条虫症 ワンちゃんやネコさんのおしりやウンチの表面に、白くて細長い、ヒルみたいな虫が付着していたり、周囲に茶色いゴマのようなものが落ちていたことはありませんか?これは、「瓜実(うりざね)条虫」(いわゆるサナダムシ)といって、ノミが媒介する人獣共通の寄生虫です。私たち動物病院スタッフが、いちばん目にする寄生虫といっても過言ではありません。瓜実条虫は本来、最大で体長50cmくらいのとても長い虫ですが、からだ全体にクビレがあり、多くはこのクビレからちぎれて、体外に排泄されます。これが“ヒルみたいな”片節(へんせつ)で、よく見ると伸縮しながら動いているのがわかります。そして乾燥して収縮すると“ゴマのような”粒状物となります。
以下、瓜実条虫の感染経路についてカンタンにご説明します。
(1) 体外に排泄された片節の内部には、「卵嚢(らんのう)」という形で瓜実条虫の虫卵がギッシリと詰まっており、片節の一部が壊れることで、これらの虫卵が外界に飛び出します。

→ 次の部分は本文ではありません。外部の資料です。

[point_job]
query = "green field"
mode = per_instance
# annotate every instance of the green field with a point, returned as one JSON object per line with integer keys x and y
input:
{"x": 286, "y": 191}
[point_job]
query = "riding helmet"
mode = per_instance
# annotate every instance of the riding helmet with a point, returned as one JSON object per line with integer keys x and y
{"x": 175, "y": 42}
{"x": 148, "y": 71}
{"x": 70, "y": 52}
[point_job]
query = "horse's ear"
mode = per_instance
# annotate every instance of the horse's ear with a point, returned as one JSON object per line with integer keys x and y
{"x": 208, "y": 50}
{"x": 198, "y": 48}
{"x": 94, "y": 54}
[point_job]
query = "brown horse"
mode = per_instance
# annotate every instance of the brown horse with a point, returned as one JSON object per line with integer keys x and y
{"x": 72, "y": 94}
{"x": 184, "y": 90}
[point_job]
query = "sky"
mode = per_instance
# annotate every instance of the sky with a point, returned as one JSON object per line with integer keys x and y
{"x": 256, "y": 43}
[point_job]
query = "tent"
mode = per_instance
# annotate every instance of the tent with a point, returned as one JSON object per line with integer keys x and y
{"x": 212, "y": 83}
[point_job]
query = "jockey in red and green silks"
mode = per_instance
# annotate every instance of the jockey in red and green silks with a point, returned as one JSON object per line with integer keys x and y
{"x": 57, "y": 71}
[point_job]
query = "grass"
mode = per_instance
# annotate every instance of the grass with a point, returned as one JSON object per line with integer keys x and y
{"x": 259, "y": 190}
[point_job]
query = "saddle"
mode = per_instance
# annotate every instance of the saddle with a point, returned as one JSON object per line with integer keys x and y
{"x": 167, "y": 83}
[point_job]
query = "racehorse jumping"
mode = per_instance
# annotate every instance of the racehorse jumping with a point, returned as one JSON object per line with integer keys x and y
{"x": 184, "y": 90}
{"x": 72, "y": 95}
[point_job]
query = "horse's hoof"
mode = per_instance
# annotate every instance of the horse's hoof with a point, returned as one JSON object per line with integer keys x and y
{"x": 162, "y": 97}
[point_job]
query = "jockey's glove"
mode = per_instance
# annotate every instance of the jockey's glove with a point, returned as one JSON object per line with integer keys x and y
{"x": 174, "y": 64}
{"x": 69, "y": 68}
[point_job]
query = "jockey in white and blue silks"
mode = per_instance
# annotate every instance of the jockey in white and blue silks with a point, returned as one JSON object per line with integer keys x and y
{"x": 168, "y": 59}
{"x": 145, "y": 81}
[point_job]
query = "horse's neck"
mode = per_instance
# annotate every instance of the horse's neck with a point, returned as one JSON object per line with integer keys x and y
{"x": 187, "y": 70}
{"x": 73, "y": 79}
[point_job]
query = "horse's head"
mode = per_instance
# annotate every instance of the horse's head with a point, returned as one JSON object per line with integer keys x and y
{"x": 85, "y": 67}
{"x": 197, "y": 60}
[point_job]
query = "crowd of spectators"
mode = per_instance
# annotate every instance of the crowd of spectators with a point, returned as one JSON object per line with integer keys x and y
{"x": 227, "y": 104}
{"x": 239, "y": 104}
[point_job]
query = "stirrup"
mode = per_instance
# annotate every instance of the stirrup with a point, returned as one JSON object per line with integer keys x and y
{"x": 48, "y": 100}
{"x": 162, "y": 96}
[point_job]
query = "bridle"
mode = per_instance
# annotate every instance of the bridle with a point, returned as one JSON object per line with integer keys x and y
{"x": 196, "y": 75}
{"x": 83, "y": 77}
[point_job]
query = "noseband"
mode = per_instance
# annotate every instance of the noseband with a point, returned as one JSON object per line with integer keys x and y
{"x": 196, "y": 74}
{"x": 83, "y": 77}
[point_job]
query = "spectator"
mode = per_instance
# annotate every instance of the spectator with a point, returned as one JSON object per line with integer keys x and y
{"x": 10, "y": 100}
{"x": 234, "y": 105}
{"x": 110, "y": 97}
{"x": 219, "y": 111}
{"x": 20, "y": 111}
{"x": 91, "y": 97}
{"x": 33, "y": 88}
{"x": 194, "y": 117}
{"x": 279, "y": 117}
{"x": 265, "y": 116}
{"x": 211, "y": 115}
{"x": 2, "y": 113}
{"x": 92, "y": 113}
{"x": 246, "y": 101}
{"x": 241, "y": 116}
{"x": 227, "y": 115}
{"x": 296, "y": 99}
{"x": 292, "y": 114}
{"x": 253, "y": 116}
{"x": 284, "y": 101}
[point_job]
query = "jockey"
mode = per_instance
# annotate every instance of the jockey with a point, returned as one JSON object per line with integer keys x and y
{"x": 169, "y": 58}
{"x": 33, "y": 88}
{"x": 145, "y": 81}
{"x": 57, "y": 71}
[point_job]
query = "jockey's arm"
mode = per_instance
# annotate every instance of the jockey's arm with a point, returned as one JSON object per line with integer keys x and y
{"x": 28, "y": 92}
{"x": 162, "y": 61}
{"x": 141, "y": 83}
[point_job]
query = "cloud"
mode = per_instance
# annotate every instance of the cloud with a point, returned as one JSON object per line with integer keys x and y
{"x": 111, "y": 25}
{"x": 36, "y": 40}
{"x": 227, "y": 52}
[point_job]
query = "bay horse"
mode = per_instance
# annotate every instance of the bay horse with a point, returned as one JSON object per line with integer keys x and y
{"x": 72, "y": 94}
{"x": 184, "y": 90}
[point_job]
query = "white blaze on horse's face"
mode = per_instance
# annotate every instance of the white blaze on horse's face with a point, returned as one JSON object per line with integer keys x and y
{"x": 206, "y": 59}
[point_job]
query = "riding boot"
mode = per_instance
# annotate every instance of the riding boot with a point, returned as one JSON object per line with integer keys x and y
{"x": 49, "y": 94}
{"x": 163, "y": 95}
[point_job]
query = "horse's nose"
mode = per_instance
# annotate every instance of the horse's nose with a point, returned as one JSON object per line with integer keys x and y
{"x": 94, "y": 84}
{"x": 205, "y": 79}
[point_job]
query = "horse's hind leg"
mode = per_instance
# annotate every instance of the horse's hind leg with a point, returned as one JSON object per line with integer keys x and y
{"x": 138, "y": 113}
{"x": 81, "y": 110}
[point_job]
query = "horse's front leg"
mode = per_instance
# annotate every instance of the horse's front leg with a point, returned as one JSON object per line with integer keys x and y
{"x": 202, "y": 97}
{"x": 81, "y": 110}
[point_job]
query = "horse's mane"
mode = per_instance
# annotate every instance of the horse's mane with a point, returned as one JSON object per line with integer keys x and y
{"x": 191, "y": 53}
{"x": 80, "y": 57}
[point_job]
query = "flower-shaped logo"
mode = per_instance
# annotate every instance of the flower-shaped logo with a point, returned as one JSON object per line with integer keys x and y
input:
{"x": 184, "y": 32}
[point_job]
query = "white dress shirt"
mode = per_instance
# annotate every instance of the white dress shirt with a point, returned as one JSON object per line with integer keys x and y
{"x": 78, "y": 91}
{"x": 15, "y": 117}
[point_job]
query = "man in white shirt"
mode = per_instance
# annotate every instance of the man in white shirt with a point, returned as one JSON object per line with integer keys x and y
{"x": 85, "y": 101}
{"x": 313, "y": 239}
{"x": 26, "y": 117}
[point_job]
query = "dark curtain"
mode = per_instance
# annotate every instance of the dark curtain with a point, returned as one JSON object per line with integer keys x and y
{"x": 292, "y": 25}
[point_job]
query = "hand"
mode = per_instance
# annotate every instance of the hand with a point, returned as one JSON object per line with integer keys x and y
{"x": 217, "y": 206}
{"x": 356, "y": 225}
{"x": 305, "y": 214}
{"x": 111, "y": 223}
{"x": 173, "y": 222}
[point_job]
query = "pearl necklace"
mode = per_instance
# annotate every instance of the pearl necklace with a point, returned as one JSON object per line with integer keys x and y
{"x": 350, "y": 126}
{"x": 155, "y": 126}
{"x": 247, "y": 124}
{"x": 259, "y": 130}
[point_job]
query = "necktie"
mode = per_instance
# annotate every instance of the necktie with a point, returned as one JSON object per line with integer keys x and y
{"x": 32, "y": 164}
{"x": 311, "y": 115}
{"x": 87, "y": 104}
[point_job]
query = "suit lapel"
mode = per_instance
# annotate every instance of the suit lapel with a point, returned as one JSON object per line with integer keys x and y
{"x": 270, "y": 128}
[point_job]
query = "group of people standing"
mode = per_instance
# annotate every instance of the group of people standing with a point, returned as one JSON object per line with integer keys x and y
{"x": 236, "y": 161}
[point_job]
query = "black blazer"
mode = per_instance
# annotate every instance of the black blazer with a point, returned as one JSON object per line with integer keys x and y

(2) ばらまかれた虫卵をノミの幼虫が摂食(せっしょく)し、虫卵内部に潜む「六鈎幼虫(ろっこうようちゅう)」が、ノミの成長とともにノミ体内で徐々に発育して「擬嚢尾虫(ぎのうびちゅう)」となり、ワンちゃんやネコさんに対して感染力をもつようになります。
(3) 擬嚢尾虫を保有するノミの成虫がグルーミング(毛づくろい)によってワンちゃんやネコさんに飲み込まれると、擬嚢尾虫は動物の胃から小腸に至って腸の粘膜に寄生するようになり、ゆっくりと成長します。
(4) 腸粘膜で成長した瓜実条虫は、再び片節として動物の体外に排泄され、(1)~をくり返します。
※ (2)の段階のノミをヒトが誤って飲み込んでしまうと、ヒトに感染してしまいます。また、ノミをつぶしてしまうことでノミ体内の擬嚢尾虫が周囲に飛び散り、これを経口的に摂取することでヒトに感染してしまう可能性があります。このときの感染リスクは、指なめや爪かみをする乳幼児が圧倒的に多いといわれています。したがって、ノミをつぶして殺すことは好ましいことではないのです。
瓜実条虫もまた、定期駆虫によって適切に駆除できます。